- Directed by: Bernard Mainwaring
- Written by: David Evans
- Based on: novel by John Millard
- Produced by: John Findlay
- Starring: Ellis Irving Marjorie Hume Franklyn Bellamy
- Production company: Fox-British Pictures
- Distributed by: Twentieth Century Fox
- Release date: 1937;
- Running time: 61 minutes
- Country: United Kingdom
- Language: English

= Member of the Jury =

Member of the Jury is a 1937 British crime film directed by Bernard Mainwaring and starring Ellis Irving, Marjorie Hume and Franklyn Bellamy. It was written by David Evans based on the 1933 novel by John Millard, and was made at Wembley Studios as a quota quickie.

==Plot==
After a long spell of unemployment Walter Maitland gets a job with Sir John Sloane. On Maitland's first day work of, Sir John is arrested on for murder, and – coincidentally – Maitland is picked for jury service at his trial. Since he knows that his job depends on Sir John's acquittal, Maitland refuses to convict him, until he is finally able to reconstruct the case so that Sir John's innocence is demonstrated.

==Cast==
- Ellis Irving as Walter Maitland
- Marjorie Hume as Mary Maitland
- Franklyn Bellamy as Sir John Sloane
- Arnold Lucy as uncle
- Roy Russell as Attorney General
- Aubrey Pollock as Defence
- W.E. Holloway as Judge

== Reception ==
The Monthly Film Bulletin wrote: "The long arm of coincidence plays a leading part in this unconvincing and artificial story. The dilemma in which the chief character finds himself is a real one, but lack of firm direction results in a frittering away of interest in a welter of trivial incidents and irrelevant details. The dialogue is feeble, and the acting stilted."

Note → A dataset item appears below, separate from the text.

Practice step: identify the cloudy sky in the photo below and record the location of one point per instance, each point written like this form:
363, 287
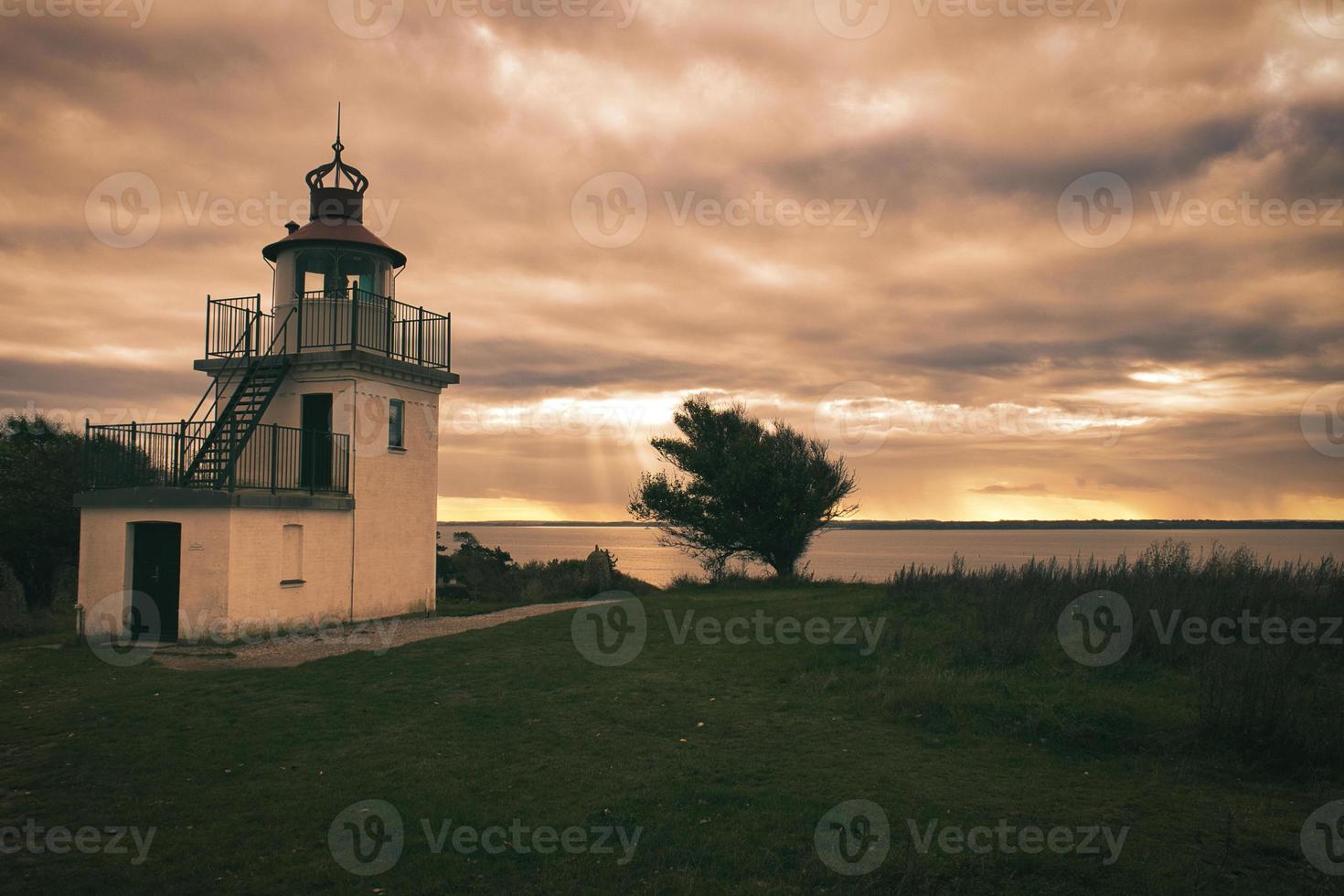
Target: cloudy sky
1015, 258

Kine Weekly wrote: "Trial drama too conflicting in its testimony and closely related to theatrical coincidence to interest other than unsophisticated audiences. Although the film is never true to life, it might have been good theatre had the producer put fundamentals before fictitious furbelows."

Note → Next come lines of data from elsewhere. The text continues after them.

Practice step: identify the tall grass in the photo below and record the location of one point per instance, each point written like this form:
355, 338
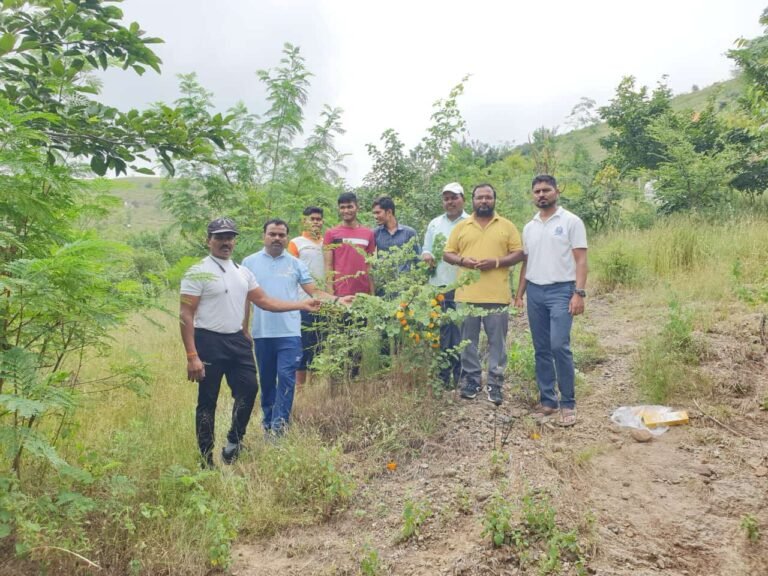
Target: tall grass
690, 255
148, 508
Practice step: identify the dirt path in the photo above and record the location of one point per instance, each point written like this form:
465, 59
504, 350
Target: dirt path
673, 506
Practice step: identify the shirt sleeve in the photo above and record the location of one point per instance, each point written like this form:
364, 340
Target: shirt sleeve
515, 243
303, 272
452, 245
429, 239
578, 233
192, 283
249, 277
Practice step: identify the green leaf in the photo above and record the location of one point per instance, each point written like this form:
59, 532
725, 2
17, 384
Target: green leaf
98, 165
7, 42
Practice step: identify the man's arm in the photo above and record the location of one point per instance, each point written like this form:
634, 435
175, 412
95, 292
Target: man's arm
312, 290
247, 320
429, 240
371, 286
187, 309
329, 272
258, 297
576, 305
522, 284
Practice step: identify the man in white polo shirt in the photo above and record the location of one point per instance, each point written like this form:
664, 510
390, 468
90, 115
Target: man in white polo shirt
446, 274
214, 296
554, 276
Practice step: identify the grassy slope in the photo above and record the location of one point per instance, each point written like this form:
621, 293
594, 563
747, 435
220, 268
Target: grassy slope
140, 208
725, 92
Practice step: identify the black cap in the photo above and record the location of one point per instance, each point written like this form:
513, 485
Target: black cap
222, 226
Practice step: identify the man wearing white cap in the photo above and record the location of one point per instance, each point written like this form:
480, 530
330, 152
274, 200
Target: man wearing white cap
444, 273
214, 329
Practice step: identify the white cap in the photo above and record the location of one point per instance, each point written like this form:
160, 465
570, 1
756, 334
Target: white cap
454, 187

The Daily Film Renter wrote: "The long arm of coincidence is stretched almost to its limits in this unconvincing story, while legal procedure is not always believable, and dialogue frequently trite. The Old Bailey setting is good, but judge and clerk of the court are made to appear stock figures unlikely to strike a note of realism. The acting is undistinguished, save, perhaps, for an unnamed artiste who gives a deft study of a newspaper-seller called upon by the defence."